In 2021 Labour backed a Commons motion accusing China of genocide, helping it to pass despite a lack of government support.
Asked by POLITICO whether this was still his party’s position Lammy said: “Yes it is. I think that what we’ve seen from China is that they continue to be more internally repressive and obviously there were huge concerns in Xinjiang.”
He added: “We’ve got to challenge China and they are definitely a strategic competitor in essential areas, and we’ve got to hold them to account on human rights — but there are areas where it’s important to cooperate.”
Asked whether this meant Labour would declare China’s actions genocide if it entered government, Lammy said “yes.” He later clarified: “We would act multilaterally with our partners. Parliament took a decision about genocide, the international community is very concerned about genocide.”
Responding to Lammy’s comments, Rahima Mahmut of the World Uyghur Congress said: “This is very encouraging news. While many on the Conservative benches courageously spoke up for the Uyghur people, there has been very little action from successive governments. Meanwhile our people have endured a horrific genocide, and nothing concrete has been done for us — they haven’t even given the crimes of the Chinese government their proper name.
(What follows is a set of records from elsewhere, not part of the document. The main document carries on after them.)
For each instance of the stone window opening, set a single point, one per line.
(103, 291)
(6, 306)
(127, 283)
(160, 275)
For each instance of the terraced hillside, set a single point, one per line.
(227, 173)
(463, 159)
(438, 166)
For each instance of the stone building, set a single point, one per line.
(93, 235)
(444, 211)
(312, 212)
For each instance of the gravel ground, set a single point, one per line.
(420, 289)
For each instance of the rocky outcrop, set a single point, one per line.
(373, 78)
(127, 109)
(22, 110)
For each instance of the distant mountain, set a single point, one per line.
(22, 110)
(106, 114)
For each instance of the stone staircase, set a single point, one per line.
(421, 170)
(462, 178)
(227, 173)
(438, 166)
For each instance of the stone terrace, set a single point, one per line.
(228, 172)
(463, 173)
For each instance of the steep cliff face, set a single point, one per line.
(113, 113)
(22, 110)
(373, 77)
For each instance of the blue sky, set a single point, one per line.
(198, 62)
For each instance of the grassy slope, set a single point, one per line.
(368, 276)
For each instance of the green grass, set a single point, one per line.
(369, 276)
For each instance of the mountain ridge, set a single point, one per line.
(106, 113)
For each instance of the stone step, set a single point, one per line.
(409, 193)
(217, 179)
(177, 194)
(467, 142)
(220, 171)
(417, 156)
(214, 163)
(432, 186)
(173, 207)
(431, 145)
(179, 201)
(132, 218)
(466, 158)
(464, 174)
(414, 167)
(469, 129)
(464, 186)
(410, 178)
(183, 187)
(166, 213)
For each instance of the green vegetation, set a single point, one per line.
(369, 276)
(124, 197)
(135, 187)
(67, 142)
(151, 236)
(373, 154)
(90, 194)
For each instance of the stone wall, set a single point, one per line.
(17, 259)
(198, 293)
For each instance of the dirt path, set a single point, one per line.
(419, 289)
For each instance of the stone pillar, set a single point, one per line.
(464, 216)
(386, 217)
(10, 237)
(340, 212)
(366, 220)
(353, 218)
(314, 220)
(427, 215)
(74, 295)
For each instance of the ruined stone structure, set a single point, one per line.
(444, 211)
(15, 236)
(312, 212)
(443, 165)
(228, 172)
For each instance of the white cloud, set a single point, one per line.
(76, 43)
Having a promise that a Labour government would not forsake us for trade advantage gives us hope.”
Lammy’s Labour colleague Stephen Kinnock, then the shadow minister for Asia, said in the Commons in April 2021 that the government should introduce a General Assembly resolution at the U.N. “requesting an advisory opinion from the International Court of Justice on the question of genocide.”
Kinnock added that the U.K. should “explore legal avenues via other international treaties and conventions, such as the convention against torture, to which China is a signatory.”
A Labour official said these were the steps that Lammy would take if he became foreign secretary.
Such a move would likely be met with fury from Beijing and put further strain on relations with London, jeopardizing trade between the two nations. China vehemently denies that its treatment of the Uyghurs constitutes genocide and has sanctioned seven U.K. lawmakers over what it calls “lies and disinformation” about the issue.
Labour said it was determined to carry on collaborating with China on trade, climate change and global health, mirroring the government’s current stance. U.K. trade with China was worth £103.5 billion last year.